LeetCode Solution, Medium, 142. Linked List Cycle II
找出連結序列的迴圈連接節點
Published
142. Linked List Cycle II
題目敘述
Given the head of a linked list, return the node where the cycle begins. If there is no cycle, return null.
There is a cycle in a linked list if there is some node in the list that can be reached again by continuously following the next pointer. Internally, pos is used to denote the index of the node that tail's next pointer is connected to (0-indexed).

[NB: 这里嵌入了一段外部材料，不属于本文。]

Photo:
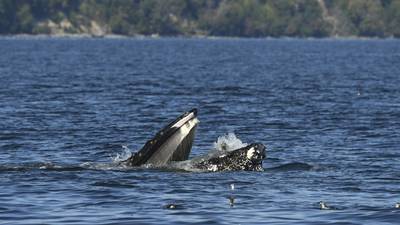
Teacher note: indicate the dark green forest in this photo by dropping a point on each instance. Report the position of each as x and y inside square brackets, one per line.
[243, 18]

It is -1 if there is no cycle. Note that pos is not passed as a parameter.
Do not modify the linked list.
Example 1:
Input: head = [3,2,0,-4], pos = 1
Output: tail connects to node index 1
Explanation: There is a cycle in the linked list, where tail connects to the second node.
Example 2:
Input: head = [1,2], pos = 0
Output: tail connects to node index 0
Explanation: There is a cycle in the linked list, where tail connects to the first node.
Example 3:
Input: head = [1], pos = -1
Output: no cycle
Explanation: There is no cycle in the linked list.
Constraints:
- The number of the nodes in the list is in the range
[0, 10**4]. -10**5 <= Node.val <= 10**5posis-1or a valid index in the linked-list.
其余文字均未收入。